Lorsque l'agent des visas conclut que le demandeur n'est pas admissible conformément à l'article 19 de la Loi sur l'immigration et que la Section d'appel fait droit à l'appel interjeté par le répondant contre le rejet de la demande de résidence permanente de son conjoint, en se fondant sur des raisons d'ordre humanitaire, l'agent des visas commet-il une erreur en examinant la demande comme l'exige le paragraphe 77(5) de la Loi lorsqu'il conclut que la personne en question n'est pas admissible pour le même motif que celui sur lequel était fondé le refus initial, compte tenu de la preuve ou des renseignements qui étaient disponibles lorsque la Section d'appel a entendu l'appel?

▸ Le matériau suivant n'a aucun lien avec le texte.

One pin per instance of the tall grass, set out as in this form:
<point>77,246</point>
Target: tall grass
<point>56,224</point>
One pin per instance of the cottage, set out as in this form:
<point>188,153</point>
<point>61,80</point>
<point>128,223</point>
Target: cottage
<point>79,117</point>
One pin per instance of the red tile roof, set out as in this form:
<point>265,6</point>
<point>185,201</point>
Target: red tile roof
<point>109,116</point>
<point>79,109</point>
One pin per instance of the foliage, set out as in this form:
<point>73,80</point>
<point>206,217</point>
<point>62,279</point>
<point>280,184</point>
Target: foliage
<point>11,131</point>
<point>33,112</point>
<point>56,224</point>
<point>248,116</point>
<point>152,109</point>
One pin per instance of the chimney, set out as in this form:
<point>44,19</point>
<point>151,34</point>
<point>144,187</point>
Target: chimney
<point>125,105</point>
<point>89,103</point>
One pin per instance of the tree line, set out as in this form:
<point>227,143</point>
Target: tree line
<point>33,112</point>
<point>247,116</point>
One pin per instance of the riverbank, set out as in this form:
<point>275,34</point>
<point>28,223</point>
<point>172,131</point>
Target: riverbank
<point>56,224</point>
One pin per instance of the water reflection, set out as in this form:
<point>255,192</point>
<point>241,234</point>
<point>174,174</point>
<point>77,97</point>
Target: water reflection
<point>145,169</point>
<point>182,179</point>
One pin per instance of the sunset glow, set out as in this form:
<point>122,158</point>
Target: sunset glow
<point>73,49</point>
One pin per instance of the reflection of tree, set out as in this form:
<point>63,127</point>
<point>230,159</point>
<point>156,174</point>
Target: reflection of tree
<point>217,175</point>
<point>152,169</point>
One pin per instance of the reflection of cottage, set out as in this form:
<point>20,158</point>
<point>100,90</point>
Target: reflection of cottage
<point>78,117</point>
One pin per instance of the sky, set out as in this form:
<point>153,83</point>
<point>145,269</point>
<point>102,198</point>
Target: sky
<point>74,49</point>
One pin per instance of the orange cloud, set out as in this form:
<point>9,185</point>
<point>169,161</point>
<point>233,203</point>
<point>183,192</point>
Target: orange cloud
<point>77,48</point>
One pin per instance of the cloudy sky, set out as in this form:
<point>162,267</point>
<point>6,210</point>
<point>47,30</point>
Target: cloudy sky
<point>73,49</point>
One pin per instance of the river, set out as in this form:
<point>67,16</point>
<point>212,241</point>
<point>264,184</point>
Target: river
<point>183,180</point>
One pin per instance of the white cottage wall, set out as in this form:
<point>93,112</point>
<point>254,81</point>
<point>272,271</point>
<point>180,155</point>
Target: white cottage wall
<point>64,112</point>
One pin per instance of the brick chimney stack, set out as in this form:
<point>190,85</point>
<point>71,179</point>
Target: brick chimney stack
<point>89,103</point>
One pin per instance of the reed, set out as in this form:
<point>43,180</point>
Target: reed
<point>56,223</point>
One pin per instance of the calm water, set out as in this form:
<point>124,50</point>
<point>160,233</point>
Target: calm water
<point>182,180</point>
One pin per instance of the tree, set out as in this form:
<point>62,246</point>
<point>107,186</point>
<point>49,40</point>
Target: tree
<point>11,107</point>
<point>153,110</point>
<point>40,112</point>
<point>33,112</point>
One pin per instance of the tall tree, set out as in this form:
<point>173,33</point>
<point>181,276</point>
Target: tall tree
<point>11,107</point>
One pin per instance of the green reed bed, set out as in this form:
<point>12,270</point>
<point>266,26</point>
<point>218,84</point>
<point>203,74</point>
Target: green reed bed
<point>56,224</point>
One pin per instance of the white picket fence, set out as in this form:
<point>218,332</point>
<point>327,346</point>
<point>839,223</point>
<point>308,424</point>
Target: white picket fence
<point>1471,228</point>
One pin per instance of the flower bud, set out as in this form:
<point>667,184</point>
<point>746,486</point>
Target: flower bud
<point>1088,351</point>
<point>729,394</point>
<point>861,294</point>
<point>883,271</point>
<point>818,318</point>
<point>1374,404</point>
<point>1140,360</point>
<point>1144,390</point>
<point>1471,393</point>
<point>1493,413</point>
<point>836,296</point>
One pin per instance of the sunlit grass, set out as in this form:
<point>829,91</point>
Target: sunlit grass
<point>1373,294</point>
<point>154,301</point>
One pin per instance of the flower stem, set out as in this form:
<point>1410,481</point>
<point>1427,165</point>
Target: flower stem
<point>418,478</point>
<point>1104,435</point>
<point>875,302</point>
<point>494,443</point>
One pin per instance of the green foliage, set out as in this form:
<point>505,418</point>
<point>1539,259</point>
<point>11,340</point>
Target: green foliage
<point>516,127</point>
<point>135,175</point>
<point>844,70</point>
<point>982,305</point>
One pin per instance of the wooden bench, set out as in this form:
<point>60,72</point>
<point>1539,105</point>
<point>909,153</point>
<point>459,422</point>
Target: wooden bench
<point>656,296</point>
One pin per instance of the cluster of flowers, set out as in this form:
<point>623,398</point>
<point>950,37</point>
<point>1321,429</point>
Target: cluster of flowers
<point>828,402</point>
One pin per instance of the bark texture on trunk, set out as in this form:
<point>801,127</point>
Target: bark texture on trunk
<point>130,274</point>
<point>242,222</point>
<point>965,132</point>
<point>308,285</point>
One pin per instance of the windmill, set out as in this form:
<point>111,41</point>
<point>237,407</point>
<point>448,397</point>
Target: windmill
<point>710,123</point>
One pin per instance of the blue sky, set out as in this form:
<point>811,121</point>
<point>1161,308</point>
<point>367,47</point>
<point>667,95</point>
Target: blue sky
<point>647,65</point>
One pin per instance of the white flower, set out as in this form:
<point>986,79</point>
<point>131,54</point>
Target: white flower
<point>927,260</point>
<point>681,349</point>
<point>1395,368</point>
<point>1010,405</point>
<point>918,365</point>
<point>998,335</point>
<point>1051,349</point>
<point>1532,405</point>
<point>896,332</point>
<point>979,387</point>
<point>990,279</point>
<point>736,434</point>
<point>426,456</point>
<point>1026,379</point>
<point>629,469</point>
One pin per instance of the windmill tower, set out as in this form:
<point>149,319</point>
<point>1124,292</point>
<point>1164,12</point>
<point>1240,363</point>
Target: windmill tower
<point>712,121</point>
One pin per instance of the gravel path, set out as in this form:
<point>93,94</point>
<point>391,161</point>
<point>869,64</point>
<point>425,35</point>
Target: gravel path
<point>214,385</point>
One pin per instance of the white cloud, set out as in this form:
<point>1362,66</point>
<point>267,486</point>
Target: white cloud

[47]       L'avocat du ministre soutient que je ne devrais pas certifier la question que le demandeur a proposée. À son avis, aucune des questions que le demandeur a mentionnées ne soulève une question grave de portée générale. Subsidiairement, l'avocat du ministre propose la certification de la question ci-après énoncée si la Cour le juge opportun :

[TRADUCTION]

Lorsque la Section d'appel de la Commission de l'immigration et du statut de réfugié (la SAI) a fait droit à un appel interjeté en vertu de l'alinéa 77(3)b) de la Loi sur l'immigration contre le rejet d'une demande parrainée visant à l'obtention du droit d'établissement, le rejet étant fondé sur le fait que le demandeur parrainé ne peut pas être admis au Canada en vertu de l'alinéa 19(1)c.2) de la Loi sur l'immigration, le paragraphe 77(5) de la Loi sur l'immigration empêche-t-il l'agent des visas ou l'agent d'immigration qui a par la suite poursuivi l'examen de la demande parrainée de refuser la demande pour le motif que le demandeur ne peut pas être admis au Canada en vertu de l'alinéa 19(1)c.2) de la Loi sur l'immigration en se fondant sur des éléments de preuve dont ne disposait pas la SAI lorsqu'elle a fait droit à l'appel?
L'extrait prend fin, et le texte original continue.